Probabilities in a riddle involving axiom of choice

The probabilistic reasoning depends on a conglomerability assumption, namely that given a fixed sequence $\vec u$, the probability of guessing correctly is $(n-1)/n$, then for a randomly selected sequence, the probability of guessing correctly is $(n-1)/n$. But we have no reason to think the event of guessing correctly is measurable with respect to the probability measure induced by the random choice of sequence and index $i$, and we have no reason to think that the conglomerability assumption is appropriate.

A quick way to see that the conglomerability assumption is going to be dubious is to consider the analogy of the Brown-Freiling argument against the Continuum Hypothesis (see here for a discussion).
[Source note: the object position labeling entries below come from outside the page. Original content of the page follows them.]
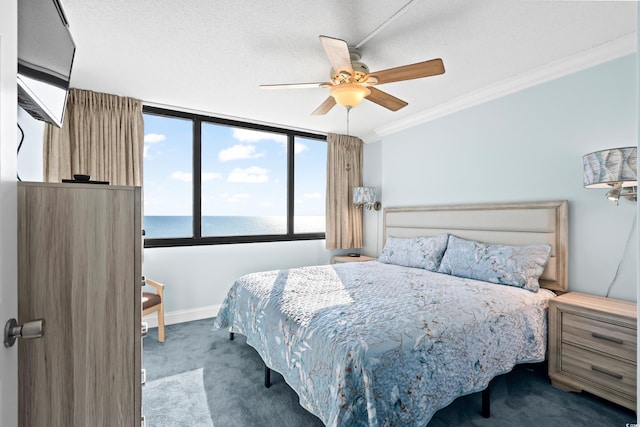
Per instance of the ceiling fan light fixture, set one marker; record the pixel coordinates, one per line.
(349, 95)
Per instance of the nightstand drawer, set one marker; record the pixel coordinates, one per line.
(598, 335)
(614, 374)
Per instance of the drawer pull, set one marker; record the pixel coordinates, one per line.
(607, 338)
(606, 372)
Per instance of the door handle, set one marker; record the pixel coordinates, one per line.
(30, 330)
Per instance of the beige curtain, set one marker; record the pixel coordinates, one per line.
(102, 136)
(344, 173)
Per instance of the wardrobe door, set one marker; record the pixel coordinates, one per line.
(79, 269)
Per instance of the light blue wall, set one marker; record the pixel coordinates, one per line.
(528, 146)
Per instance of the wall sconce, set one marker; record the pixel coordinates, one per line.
(615, 168)
(365, 197)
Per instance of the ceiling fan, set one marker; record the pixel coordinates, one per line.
(351, 81)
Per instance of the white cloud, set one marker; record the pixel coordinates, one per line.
(253, 174)
(182, 176)
(248, 135)
(299, 147)
(153, 137)
(239, 152)
(210, 176)
(236, 198)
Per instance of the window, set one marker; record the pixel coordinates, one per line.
(215, 181)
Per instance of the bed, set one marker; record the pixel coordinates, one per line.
(389, 342)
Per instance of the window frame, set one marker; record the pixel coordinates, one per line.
(197, 238)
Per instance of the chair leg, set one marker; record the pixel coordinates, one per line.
(161, 323)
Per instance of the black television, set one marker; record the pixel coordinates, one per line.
(45, 58)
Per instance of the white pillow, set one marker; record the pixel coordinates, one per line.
(419, 252)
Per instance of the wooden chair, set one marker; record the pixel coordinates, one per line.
(152, 302)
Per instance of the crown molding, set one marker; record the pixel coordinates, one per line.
(615, 49)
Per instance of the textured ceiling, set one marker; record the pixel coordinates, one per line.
(210, 56)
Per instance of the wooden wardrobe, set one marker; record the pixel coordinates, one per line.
(79, 268)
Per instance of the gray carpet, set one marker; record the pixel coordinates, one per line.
(233, 375)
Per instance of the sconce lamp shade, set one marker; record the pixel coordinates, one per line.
(349, 94)
(606, 168)
(364, 195)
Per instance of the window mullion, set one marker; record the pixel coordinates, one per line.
(290, 182)
(197, 178)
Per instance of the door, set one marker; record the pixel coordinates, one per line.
(78, 260)
(8, 207)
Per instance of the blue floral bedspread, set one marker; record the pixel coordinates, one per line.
(375, 344)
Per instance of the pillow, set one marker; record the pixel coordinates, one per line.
(519, 266)
(420, 252)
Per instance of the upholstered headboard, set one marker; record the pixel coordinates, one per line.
(523, 223)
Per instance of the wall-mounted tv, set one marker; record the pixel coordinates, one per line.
(45, 58)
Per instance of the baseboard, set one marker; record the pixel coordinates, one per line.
(181, 316)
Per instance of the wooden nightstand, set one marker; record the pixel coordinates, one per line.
(592, 346)
(337, 259)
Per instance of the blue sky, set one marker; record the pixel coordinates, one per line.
(243, 171)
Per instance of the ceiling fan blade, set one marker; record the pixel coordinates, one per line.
(296, 85)
(338, 53)
(325, 106)
(432, 67)
(384, 99)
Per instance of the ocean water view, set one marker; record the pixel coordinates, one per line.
(214, 226)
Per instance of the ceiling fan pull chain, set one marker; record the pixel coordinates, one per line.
(348, 111)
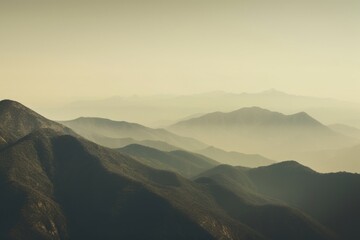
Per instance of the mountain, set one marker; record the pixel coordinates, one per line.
(257, 130)
(107, 132)
(16, 121)
(169, 109)
(185, 163)
(332, 199)
(59, 186)
(235, 158)
(122, 142)
(344, 159)
(346, 130)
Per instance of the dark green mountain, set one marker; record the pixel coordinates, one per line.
(123, 142)
(16, 121)
(332, 199)
(236, 158)
(57, 186)
(107, 132)
(186, 163)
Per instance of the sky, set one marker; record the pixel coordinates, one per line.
(66, 50)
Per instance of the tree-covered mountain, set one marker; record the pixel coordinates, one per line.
(236, 158)
(107, 132)
(332, 199)
(55, 185)
(185, 163)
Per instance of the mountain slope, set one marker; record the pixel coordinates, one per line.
(333, 199)
(16, 121)
(58, 186)
(171, 109)
(235, 158)
(259, 130)
(98, 129)
(186, 163)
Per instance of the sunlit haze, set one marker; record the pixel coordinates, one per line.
(62, 51)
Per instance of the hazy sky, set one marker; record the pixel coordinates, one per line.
(73, 49)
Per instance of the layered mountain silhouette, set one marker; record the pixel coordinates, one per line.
(257, 130)
(185, 163)
(332, 199)
(16, 121)
(56, 185)
(236, 158)
(107, 133)
(346, 130)
(164, 110)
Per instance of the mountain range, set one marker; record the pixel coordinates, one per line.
(332, 199)
(57, 185)
(164, 110)
(258, 130)
(115, 133)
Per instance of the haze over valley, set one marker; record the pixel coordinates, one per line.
(179, 120)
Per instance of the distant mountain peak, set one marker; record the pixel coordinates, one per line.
(289, 166)
(274, 91)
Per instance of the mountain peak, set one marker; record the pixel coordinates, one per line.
(16, 121)
(289, 166)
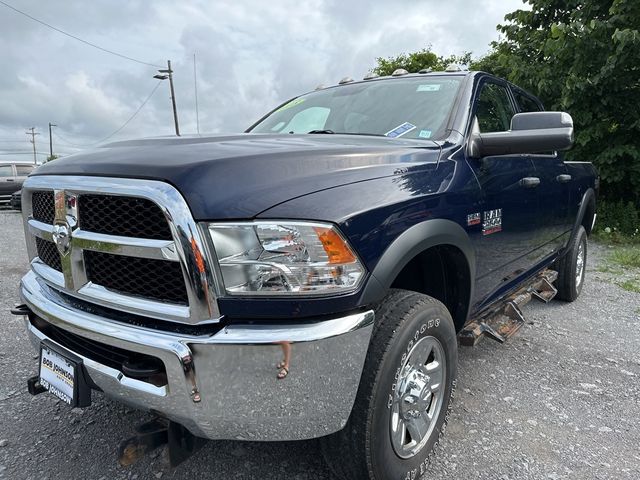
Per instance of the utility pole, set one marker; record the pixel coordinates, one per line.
(163, 75)
(51, 141)
(32, 132)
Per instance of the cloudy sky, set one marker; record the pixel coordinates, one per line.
(251, 55)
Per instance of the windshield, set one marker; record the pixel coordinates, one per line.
(416, 107)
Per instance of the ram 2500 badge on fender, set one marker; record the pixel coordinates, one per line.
(313, 276)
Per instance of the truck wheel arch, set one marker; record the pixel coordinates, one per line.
(417, 244)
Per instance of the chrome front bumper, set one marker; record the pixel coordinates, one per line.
(224, 385)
Assume CH. Let $\prec$ be a well-order of $[0,1]$. Suppose $X$ and $Y$ are i.i.d. uniformly distributed on $[0,1]$. Consider the question of which variable is bigger. Fix a value $y\in [0,1]$ for $Y$. Then $P(X\preceq y)=0$, since there are only countably many points $\prec$-prior to $y$. By a conglomerability assumption, we could then conclude that $P(X\le Y)=0$, which would be absurd as the same reasoning would also show that $P(Y\le X)=0$. The argument fallaciously assumes conglomerability. We are neither justified in concluding that $P(X\le Y)=0$, nor that $\{ X \le Y \}$ is measurable (though for each fixed $y$, $\{ X \le y \}$ is measurable). And indeed it's not measurable: for were it measurable, we could use Fubini to conclude that it has null probability. Note that one can repeat the argument without CH but instead using an extension of Lebesgue measure that assigns null probability to every subset of cardinality $<\mathfrak c$, so clearly there is no refutation of CH here.
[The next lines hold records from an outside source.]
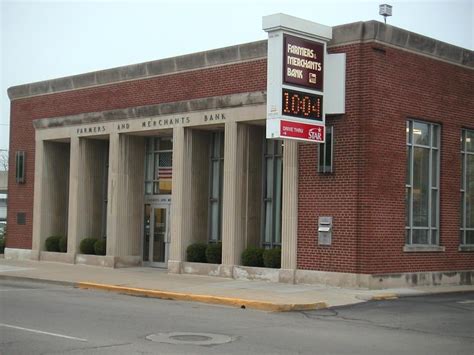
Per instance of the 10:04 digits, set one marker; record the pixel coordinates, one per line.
(302, 105)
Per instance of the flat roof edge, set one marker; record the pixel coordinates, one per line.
(398, 37)
(357, 32)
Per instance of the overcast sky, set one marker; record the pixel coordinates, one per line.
(48, 39)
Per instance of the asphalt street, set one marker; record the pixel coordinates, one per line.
(40, 318)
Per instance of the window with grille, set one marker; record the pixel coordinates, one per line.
(272, 190)
(422, 183)
(216, 166)
(158, 166)
(467, 187)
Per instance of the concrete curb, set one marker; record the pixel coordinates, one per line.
(384, 297)
(38, 280)
(227, 301)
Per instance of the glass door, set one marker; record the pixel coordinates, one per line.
(156, 236)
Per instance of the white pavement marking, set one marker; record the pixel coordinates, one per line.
(41, 332)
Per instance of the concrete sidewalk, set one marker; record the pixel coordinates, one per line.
(152, 282)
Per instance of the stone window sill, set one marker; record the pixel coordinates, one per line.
(466, 247)
(423, 248)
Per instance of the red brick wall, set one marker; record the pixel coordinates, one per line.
(229, 79)
(366, 194)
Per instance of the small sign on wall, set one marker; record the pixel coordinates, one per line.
(325, 231)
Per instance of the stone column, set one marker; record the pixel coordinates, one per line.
(289, 228)
(38, 200)
(125, 199)
(74, 208)
(233, 206)
(180, 198)
(51, 193)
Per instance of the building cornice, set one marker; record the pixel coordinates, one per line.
(180, 107)
(358, 32)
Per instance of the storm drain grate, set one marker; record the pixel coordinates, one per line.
(184, 338)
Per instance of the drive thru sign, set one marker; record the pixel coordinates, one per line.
(295, 78)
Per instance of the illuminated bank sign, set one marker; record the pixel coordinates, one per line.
(303, 62)
(296, 78)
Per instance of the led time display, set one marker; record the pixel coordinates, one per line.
(302, 105)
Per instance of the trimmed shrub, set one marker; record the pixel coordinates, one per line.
(87, 246)
(196, 253)
(214, 253)
(63, 244)
(252, 256)
(52, 243)
(100, 247)
(272, 258)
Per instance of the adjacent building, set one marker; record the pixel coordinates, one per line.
(158, 155)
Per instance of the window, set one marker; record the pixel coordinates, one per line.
(158, 166)
(326, 152)
(20, 167)
(467, 187)
(216, 165)
(272, 188)
(422, 183)
(21, 218)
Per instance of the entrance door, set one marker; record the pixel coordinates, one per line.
(156, 239)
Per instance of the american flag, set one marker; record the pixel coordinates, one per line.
(165, 172)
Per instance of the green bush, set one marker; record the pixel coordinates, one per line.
(272, 258)
(252, 256)
(214, 253)
(87, 245)
(63, 244)
(52, 243)
(100, 247)
(196, 253)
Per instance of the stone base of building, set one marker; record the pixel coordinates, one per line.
(238, 272)
(17, 254)
(336, 279)
(72, 258)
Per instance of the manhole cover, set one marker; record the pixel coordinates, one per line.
(190, 338)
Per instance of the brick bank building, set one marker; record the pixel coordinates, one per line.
(159, 155)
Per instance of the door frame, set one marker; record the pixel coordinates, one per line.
(155, 205)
Here's another analogy: By the Hausdorff Paradox, decompose $S^2-D$ for a countable $D$ into disjoint $A_1,A_2,A_3$, where $A_1,A_2,A_3,A_1\cup A_2$ are all isometrically equivalent. Suppose a point $X$ is uniformly chosen in $S^2$. (I will ignore $D$ from now on, since it has zero measure. If you like, you can assume that the uniform choice is done so $X$ cannot lie in $D$.) Let $i$ be a random index in $\{1,2,3\}$, independent of $X$. How likely is it that the $X \in A_i$? It's very tempting to say that it's got to be $1/3$. Any fixed value of $X$ in $S^2$ is in one of the three subsets, after all, and so if we choose a random index $i$, surely we have probability $1/3$ that it'll be in $A_i$. Of course this easily leads to paradox. But we are not in fact entitled to assume that $J = \{ \omega : X(\omega) \in A_{i(\omega)} \}$ is measurable. (In fact, it's easy to see that it's not measurable.)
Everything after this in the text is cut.